Strache und die Kameras: Foto vom Tag der Nationalratswahl im Oktober 2017.

© KURIER/Jürg Christandl

Politik Inland
10/30/2019

FPÖ stieg aus: Kommt der Strache-Kinofilm noch?

"Ein Drehbuch, das das Schicksal schreibt": Regisseur Barylli weiß selbst nicht, wann seine Strache-Doku herauskommt.

Im Herbst 2018 begann Regisseur und Schriftsteller Gabriel Barylli, den damaligen FPÖ-Chef und Vizekanzler Heinz-Christian Strache mit Kameras für einen Dokumentarfilm zu begleiten.
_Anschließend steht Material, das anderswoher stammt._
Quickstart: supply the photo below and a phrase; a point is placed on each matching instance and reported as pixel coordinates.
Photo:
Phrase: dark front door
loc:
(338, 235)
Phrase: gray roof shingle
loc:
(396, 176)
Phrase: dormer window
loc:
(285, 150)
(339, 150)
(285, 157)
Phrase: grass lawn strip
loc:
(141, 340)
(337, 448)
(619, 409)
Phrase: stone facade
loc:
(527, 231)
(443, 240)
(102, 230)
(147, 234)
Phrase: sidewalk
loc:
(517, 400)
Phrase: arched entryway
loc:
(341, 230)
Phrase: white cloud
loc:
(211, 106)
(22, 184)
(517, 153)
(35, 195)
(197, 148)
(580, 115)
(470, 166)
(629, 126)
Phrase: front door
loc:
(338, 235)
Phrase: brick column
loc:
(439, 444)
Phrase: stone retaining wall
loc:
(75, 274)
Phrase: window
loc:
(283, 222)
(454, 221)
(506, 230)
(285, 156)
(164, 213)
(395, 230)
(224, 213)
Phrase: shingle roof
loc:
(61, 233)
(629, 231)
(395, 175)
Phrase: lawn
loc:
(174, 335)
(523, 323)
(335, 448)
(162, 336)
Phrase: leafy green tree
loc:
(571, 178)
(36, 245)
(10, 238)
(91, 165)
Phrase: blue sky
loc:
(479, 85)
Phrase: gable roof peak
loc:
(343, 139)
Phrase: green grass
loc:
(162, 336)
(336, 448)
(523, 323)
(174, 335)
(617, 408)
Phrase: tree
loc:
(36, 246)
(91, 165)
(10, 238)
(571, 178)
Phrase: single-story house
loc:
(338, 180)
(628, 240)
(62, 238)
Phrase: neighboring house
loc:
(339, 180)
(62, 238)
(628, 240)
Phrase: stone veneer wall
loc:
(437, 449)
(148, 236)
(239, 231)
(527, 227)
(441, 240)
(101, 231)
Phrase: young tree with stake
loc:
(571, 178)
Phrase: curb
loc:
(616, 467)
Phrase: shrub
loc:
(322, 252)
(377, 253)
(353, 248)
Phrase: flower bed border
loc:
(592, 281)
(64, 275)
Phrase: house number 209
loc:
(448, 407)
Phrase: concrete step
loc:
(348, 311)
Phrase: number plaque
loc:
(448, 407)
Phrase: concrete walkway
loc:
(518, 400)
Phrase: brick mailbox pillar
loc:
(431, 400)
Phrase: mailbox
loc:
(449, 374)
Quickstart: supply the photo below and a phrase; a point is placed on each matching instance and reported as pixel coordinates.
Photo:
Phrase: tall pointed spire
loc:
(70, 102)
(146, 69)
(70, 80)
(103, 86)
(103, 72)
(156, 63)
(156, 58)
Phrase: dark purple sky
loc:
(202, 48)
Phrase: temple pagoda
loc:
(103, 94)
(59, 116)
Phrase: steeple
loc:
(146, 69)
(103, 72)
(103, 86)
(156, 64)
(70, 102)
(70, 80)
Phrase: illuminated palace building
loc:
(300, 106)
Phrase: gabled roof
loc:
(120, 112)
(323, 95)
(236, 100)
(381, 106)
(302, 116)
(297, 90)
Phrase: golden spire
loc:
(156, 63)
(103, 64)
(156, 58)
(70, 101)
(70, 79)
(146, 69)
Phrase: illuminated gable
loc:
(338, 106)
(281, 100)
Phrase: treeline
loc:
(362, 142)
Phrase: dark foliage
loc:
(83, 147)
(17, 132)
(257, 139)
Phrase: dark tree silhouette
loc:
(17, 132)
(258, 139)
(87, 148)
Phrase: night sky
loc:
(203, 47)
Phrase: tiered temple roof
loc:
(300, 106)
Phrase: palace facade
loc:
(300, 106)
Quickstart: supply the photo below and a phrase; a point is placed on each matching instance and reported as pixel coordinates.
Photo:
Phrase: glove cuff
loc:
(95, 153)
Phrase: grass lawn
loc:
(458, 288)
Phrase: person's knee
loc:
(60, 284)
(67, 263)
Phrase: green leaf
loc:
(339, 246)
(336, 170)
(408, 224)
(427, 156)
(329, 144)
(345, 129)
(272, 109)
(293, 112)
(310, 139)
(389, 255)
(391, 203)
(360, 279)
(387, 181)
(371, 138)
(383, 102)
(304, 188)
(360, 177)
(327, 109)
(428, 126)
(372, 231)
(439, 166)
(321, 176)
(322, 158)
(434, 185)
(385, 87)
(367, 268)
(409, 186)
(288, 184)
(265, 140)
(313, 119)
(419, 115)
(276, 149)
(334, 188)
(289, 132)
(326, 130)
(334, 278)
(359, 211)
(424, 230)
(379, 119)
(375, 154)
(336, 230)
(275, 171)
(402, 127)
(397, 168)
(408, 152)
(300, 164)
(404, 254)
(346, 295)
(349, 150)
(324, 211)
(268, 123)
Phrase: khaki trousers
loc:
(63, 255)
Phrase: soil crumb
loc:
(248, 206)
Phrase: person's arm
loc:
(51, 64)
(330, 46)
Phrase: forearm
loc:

Der Film mit dem Arbeitstitel "Ein Jahr mit HC Strache" sollte in diesem November in die Kinos kommen.

Im ORF-"Report" erzählt Barylli, dass das Werk aber wohl nicht so bald fertig wird. Die Entstehung sei nach den Ereignissen von 2019 - Ibiza-Video und Spesenaffäre - "ein ergebnisoffener Prozess". Die Geschehnisse seien "mehr als ein Tsunami" gewesen, und "die Erzählstruktur des Drehbuchs, das das Schicksal schreibt, ist ja noch offen".

Gemeinsamer Ibiza-Urlaub

Ex-Parteichef Strache und Regisseur Barylli sind befreundet und stehen sich auch ideologisch nahe. Beim Opernball im Februar wusste Strache den Künstler ebenso an seiner Seite wie in einem Ibiza-Urlaub im vergangenen Juli.
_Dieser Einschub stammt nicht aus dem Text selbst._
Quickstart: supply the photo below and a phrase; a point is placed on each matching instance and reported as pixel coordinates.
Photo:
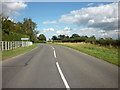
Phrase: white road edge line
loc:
(52, 47)
(62, 76)
(54, 54)
(54, 51)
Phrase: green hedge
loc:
(10, 36)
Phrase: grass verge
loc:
(109, 54)
(17, 51)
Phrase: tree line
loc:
(12, 31)
(92, 40)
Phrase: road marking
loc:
(54, 51)
(54, 54)
(62, 76)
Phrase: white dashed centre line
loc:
(60, 72)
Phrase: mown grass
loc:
(109, 54)
(17, 51)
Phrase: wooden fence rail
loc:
(9, 45)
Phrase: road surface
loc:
(54, 66)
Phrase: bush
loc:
(38, 41)
(12, 36)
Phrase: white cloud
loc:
(103, 17)
(12, 8)
(49, 22)
(90, 4)
(66, 31)
(48, 29)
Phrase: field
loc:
(17, 51)
(109, 54)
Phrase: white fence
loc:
(9, 45)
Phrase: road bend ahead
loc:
(53, 66)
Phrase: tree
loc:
(42, 37)
(54, 38)
(61, 37)
(74, 36)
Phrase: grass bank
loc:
(17, 51)
(109, 54)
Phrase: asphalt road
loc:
(53, 66)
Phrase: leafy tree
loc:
(61, 37)
(42, 37)
(74, 36)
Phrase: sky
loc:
(55, 18)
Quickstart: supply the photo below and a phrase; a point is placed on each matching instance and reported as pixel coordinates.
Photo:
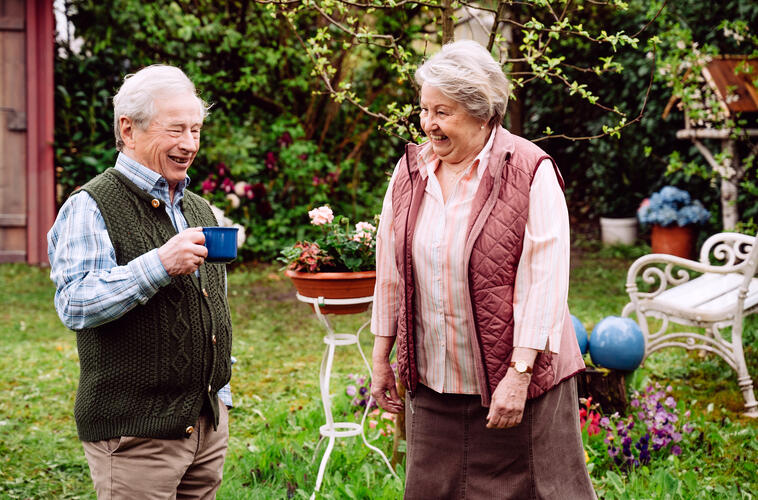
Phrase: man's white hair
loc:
(465, 72)
(136, 97)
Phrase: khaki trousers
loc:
(135, 468)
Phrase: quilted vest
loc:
(493, 249)
(149, 372)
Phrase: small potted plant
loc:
(673, 216)
(338, 264)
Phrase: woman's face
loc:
(456, 136)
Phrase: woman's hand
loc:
(383, 387)
(508, 400)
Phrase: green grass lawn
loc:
(274, 446)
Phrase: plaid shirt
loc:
(91, 288)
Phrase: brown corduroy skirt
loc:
(452, 455)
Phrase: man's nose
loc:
(188, 141)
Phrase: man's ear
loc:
(126, 126)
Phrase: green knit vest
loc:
(149, 372)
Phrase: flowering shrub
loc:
(655, 428)
(672, 206)
(339, 248)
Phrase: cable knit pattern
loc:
(493, 248)
(148, 373)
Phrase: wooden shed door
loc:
(13, 202)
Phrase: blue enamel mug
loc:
(221, 243)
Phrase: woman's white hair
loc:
(136, 97)
(465, 72)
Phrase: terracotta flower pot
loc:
(335, 286)
(673, 240)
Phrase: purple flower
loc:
(284, 140)
(221, 169)
(270, 160)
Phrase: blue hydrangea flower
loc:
(672, 206)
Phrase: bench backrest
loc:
(733, 249)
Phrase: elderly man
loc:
(151, 318)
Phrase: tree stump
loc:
(397, 455)
(606, 387)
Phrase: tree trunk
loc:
(516, 108)
(397, 455)
(730, 214)
(448, 27)
(606, 387)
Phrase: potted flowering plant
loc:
(339, 264)
(673, 216)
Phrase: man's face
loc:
(171, 141)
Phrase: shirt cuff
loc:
(149, 273)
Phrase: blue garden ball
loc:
(617, 343)
(581, 334)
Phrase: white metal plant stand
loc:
(331, 429)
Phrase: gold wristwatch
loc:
(521, 366)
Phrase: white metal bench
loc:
(700, 294)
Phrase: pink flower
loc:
(321, 215)
(227, 185)
(209, 184)
(239, 188)
(364, 232)
(233, 199)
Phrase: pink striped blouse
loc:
(445, 358)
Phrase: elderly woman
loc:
(472, 280)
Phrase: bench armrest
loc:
(662, 271)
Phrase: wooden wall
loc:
(27, 177)
(13, 187)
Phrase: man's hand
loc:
(184, 253)
(383, 387)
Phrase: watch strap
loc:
(527, 370)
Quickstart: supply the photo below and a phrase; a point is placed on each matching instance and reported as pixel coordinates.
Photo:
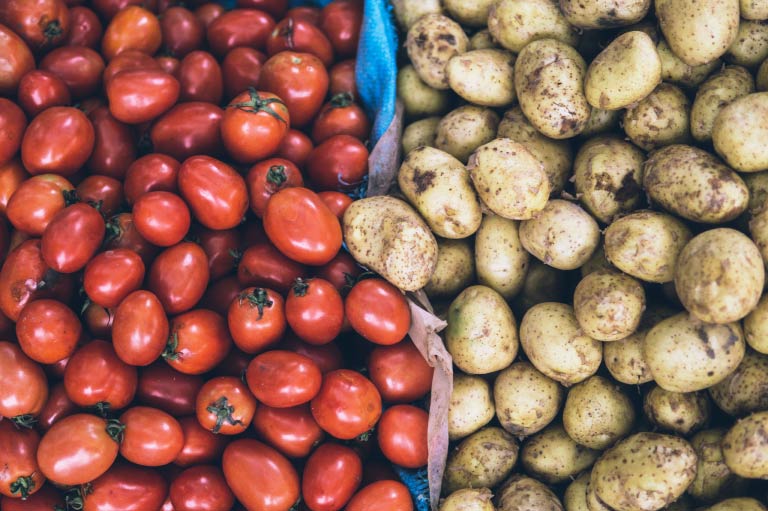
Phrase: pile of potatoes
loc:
(583, 199)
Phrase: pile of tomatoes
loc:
(181, 327)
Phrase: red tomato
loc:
(300, 79)
(259, 476)
(256, 319)
(378, 311)
(151, 437)
(25, 387)
(302, 227)
(199, 341)
(179, 276)
(267, 177)
(140, 96)
(201, 488)
(59, 140)
(331, 476)
(95, 376)
(347, 405)
(48, 331)
(292, 431)
(253, 125)
(214, 191)
(78, 449)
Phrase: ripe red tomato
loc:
(259, 476)
(78, 449)
(378, 311)
(300, 79)
(225, 406)
(347, 405)
(302, 227)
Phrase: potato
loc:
(555, 155)
(625, 72)
(483, 77)
(470, 407)
(526, 400)
(644, 472)
(745, 445)
(607, 175)
(482, 332)
(686, 355)
(551, 456)
(510, 181)
(431, 42)
(514, 24)
(693, 33)
(556, 346)
(501, 260)
(693, 184)
(660, 119)
(717, 92)
(465, 129)
(646, 245)
(740, 131)
(388, 236)
(562, 235)
(719, 276)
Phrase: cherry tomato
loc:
(331, 476)
(59, 140)
(347, 405)
(259, 476)
(256, 319)
(199, 341)
(201, 488)
(378, 311)
(300, 79)
(78, 449)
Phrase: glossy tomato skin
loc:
(214, 191)
(347, 405)
(59, 140)
(76, 450)
(302, 227)
(259, 476)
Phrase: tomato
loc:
(302, 36)
(182, 31)
(133, 28)
(239, 27)
(267, 177)
(126, 487)
(347, 405)
(140, 96)
(253, 125)
(199, 341)
(152, 172)
(15, 60)
(78, 449)
(300, 79)
(179, 276)
(151, 437)
(96, 376)
(241, 68)
(382, 496)
(188, 129)
(256, 319)
(332, 474)
(25, 387)
(59, 141)
(378, 311)
(302, 227)
(48, 331)
(259, 476)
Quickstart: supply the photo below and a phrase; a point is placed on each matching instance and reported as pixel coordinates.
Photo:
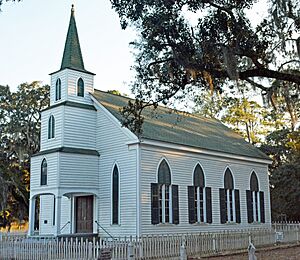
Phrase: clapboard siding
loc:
(182, 165)
(79, 128)
(55, 142)
(111, 143)
(78, 171)
(52, 167)
(46, 214)
(65, 215)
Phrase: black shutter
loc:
(222, 206)
(191, 204)
(154, 203)
(237, 206)
(208, 205)
(249, 206)
(175, 204)
(262, 206)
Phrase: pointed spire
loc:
(72, 57)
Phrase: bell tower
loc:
(72, 82)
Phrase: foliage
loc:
(20, 137)
(284, 148)
(223, 45)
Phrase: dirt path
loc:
(283, 253)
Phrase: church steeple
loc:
(72, 82)
(72, 57)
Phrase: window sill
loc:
(115, 225)
(255, 223)
(165, 225)
(200, 224)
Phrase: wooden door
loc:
(84, 214)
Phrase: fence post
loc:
(130, 251)
(15, 250)
(90, 250)
(183, 255)
(214, 243)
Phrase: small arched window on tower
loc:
(44, 172)
(80, 88)
(199, 199)
(51, 127)
(255, 201)
(115, 195)
(164, 197)
(229, 200)
(58, 89)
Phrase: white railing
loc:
(145, 247)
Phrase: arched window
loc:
(199, 198)
(58, 89)
(115, 196)
(229, 200)
(44, 172)
(255, 201)
(80, 88)
(164, 197)
(51, 127)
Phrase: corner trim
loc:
(64, 149)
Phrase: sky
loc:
(33, 33)
(32, 38)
Die Idee für den Film sei einst von Strache selbst gekommen, die Produktionskosten habe die FPÖ getragen. Wie hoch sein Honorar ist, will Barylli nicht sagen. Bezahlt habe es die Partei jedenfalls bereits.

"Kein Interesse"

Die FPÖ will aber nichts mehr mit dem Kinofilm zu tun haben. In einer Antwort an den ORF heißt es von den Freiheitlichen: "Das Film-Projekt wurde seinerzeit von Heinz-Christian Strache kreiert und auch beauftragt. Die FPÖ hat das Projekt nach dem Ende der Koalition (…) gestoppt. An einer Fertigstellung des Films hat die FPÖ kein Interesse."

Da die Koalition im Mai zerbrach, musste Barylli sein "Jahr mit HC Strache" also schon nach rund der Hälfte der Drehzeit ohne Sanktus der FPÖ weiterführen.
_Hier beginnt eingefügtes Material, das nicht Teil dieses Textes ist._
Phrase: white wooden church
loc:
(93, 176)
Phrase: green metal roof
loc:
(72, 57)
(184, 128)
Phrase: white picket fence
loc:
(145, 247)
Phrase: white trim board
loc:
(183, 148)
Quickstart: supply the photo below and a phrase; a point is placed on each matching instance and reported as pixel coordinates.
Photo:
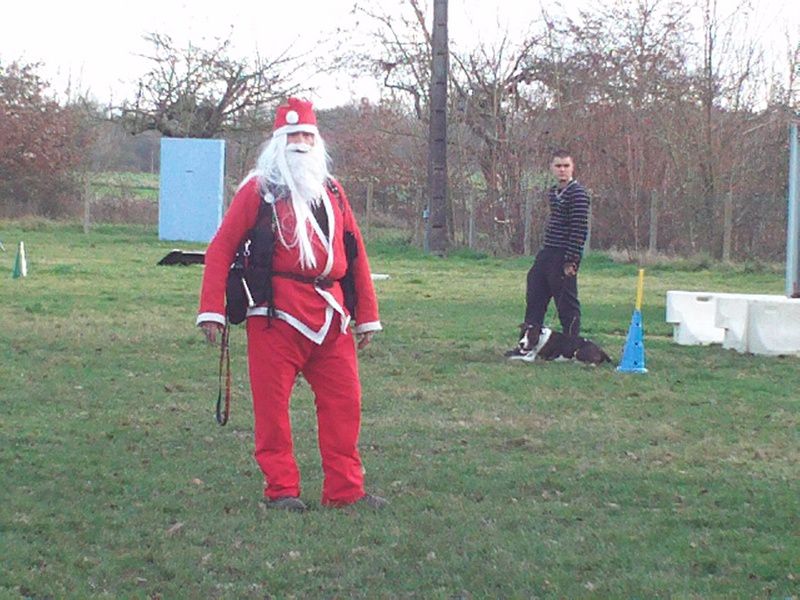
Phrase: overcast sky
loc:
(95, 45)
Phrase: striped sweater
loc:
(568, 224)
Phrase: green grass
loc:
(506, 480)
(114, 184)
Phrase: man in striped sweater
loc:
(554, 273)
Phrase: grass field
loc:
(506, 480)
(113, 184)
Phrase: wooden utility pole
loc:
(437, 135)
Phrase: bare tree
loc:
(204, 92)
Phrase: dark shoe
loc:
(372, 501)
(291, 503)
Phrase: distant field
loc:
(506, 480)
(128, 185)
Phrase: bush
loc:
(40, 147)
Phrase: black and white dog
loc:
(542, 343)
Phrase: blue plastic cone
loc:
(633, 354)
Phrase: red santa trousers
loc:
(277, 352)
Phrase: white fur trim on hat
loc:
(287, 129)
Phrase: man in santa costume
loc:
(307, 328)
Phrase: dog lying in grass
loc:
(542, 343)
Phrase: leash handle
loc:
(222, 414)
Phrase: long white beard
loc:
(307, 171)
(304, 173)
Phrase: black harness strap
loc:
(224, 364)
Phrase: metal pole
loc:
(437, 140)
(793, 226)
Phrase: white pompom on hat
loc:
(295, 116)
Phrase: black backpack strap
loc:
(333, 186)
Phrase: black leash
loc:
(224, 363)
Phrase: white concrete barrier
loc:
(756, 323)
(773, 327)
(692, 318)
(732, 315)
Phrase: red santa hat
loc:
(294, 116)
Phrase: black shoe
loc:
(290, 503)
(372, 501)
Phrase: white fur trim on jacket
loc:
(371, 326)
(212, 317)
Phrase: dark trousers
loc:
(546, 280)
Barylli berichtet, 30 Drehtage habe man für den Film bereits hinter sich. Gefilmt wurde auch noch nach Straches Rücktritt am 18. Mai. Gedreht wurde laut ORF auch am 12. August - dem Tag, an dem eine Hausdurchsuchung bei Strache wegen der Umstände der Bestellung des FPÖ-Politikers Peter Sidlo zu einem der Casinos-Austria-Vorstände stattfand.

Entscheidend für eine etwaige spätere Veröffentlichung des Dokumentarfilms dürfte sein, was im Vertrag oder den Verträgen zwischen Regisseur Barylli und dem damaligen FPÖ-Obmann Strache steht.

Sollte es der Strache-Film doch noch in die Kinos schaffen, ist nicht mit einer kritischen Aufarbeitung der Ereignisse der vergangenen Monate zu rechnen. Barylli dürfte seinem Freund eher eine filmische Hagiographie widmen wollen. "Ich gehe von einem liebevollen Ansatz aus", sagt der Regisseur. Da bekomme man "hundertmal mehr" als mit einem kritischen Ansatz.